Rosie Swash 

Miss Vogue receives cautious welcome from health campaigners

Spin-off fashion magazine aimed at teenagers must adopt 'responsible approach' warns MP amid body image fears
  
  

The February 2013 cover of UK Vogue
The February 2013 cover of UK Vogue. Photograph: Frank Baron for the Guardian Photograph: Frank Baron/Guardian

British Vogue will launch its first magazine aimed at a young readers, its editor has announced.

Alexandra Shulman said: "We are really excited at the opportunity to create a slightly different Vogue for this readership. I wanted to produce something that would have bespoke content for a younger audience."

While the Miss Vogue launch caused stirrings of excitement within the fashion industry, campaigners on body image issues greeted news of the 124-page magazine, which will be given away free with British Vogue in June, with caution.

"We know the media, fashion industry or advertising do not directly cause eating disorders – they are more complex than that – but it is a powerful influence, which could become part of the solution, rather than being blamed for the problem," Leanne Thorndyke, spokeswoman for the B-eat eating disorder charity, told the Guardian.

"We want to challenge the current aesthetic that shows only the tall and very slender as the aspirational ideal of beauty."

Caroline Nokes MP, who works with the all-party parliamentary group on body image, praised Vogue for being better than its rivals at featuring diverse models. "I sincerely hope Vogue will adopt a responsible approach in this crowded and sensitive marketplace," she said of Miss Vogue.

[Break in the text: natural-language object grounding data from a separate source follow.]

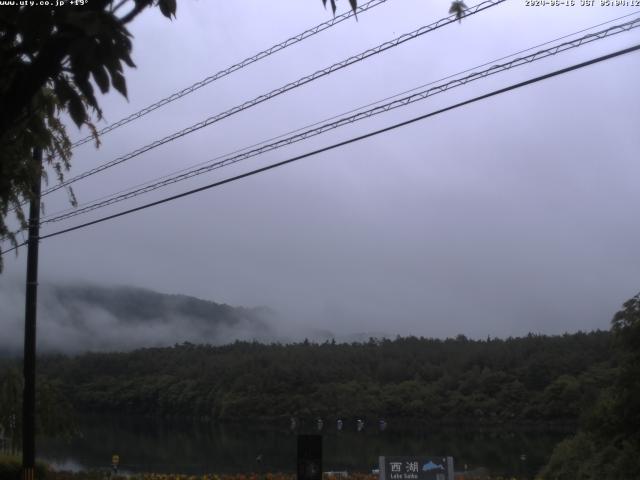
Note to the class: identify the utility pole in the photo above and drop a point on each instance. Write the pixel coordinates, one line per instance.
(31, 304)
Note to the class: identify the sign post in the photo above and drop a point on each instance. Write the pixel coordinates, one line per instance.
(309, 457)
(416, 468)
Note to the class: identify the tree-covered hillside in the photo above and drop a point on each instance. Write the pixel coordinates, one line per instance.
(534, 378)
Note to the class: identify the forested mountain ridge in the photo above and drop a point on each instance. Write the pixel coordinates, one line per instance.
(534, 378)
(79, 318)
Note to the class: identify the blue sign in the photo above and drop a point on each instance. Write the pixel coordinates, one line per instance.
(416, 468)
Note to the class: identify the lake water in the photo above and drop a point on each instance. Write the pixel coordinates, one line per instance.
(146, 445)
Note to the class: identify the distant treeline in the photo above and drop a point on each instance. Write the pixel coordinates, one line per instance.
(534, 378)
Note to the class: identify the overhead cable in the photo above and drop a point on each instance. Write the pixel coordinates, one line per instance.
(279, 91)
(415, 97)
(334, 117)
(233, 68)
(345, 142)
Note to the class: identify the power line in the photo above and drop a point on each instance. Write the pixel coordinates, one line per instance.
(357, 109)
(349, 141)
(279, 91)
(415, 97)
(244, 63)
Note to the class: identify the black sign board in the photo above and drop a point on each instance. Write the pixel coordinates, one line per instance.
(309, 457)
(416, 468)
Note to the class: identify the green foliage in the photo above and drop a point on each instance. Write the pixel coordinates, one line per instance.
(433, 380)
(11, 468)
(54, 414)
(609, 442)
(48, 58)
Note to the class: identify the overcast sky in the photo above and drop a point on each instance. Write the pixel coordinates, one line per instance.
(517, 214)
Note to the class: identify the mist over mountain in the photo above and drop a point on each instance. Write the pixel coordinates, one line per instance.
(75, 318)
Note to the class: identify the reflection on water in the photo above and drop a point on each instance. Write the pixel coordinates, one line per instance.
(198, 447)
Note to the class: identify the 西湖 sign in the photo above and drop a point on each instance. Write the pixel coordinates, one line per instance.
(416, 468)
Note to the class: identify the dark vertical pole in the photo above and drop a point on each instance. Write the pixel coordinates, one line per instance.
(29, 392)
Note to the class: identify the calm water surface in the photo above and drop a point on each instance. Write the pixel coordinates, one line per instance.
(146, 445)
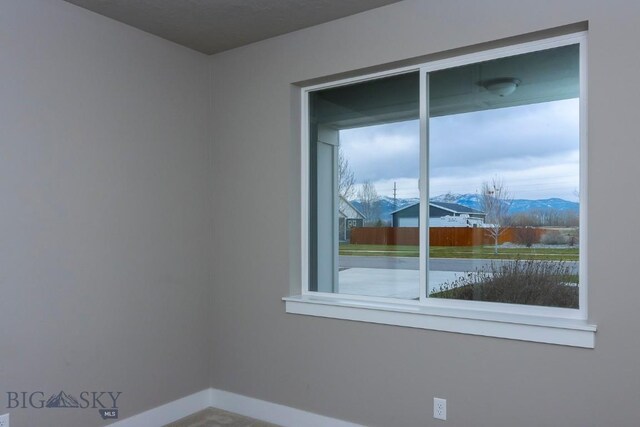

Teen Vogue launched in America in 2003 and has a circulation of more than 1m. It made headlines last year when two teenager girls petitioned it to stop Photoshopping models. The magazine responded: "We feature healthy models on the pages of our magazine and shoot dozens of non-models and readers every year and do not retouch them to alter their body size."

A spokesperson for British Vogue did not elaborate on what age constituted a younger audience but underlined that "healthy confidence" was a key part of their editorial approach.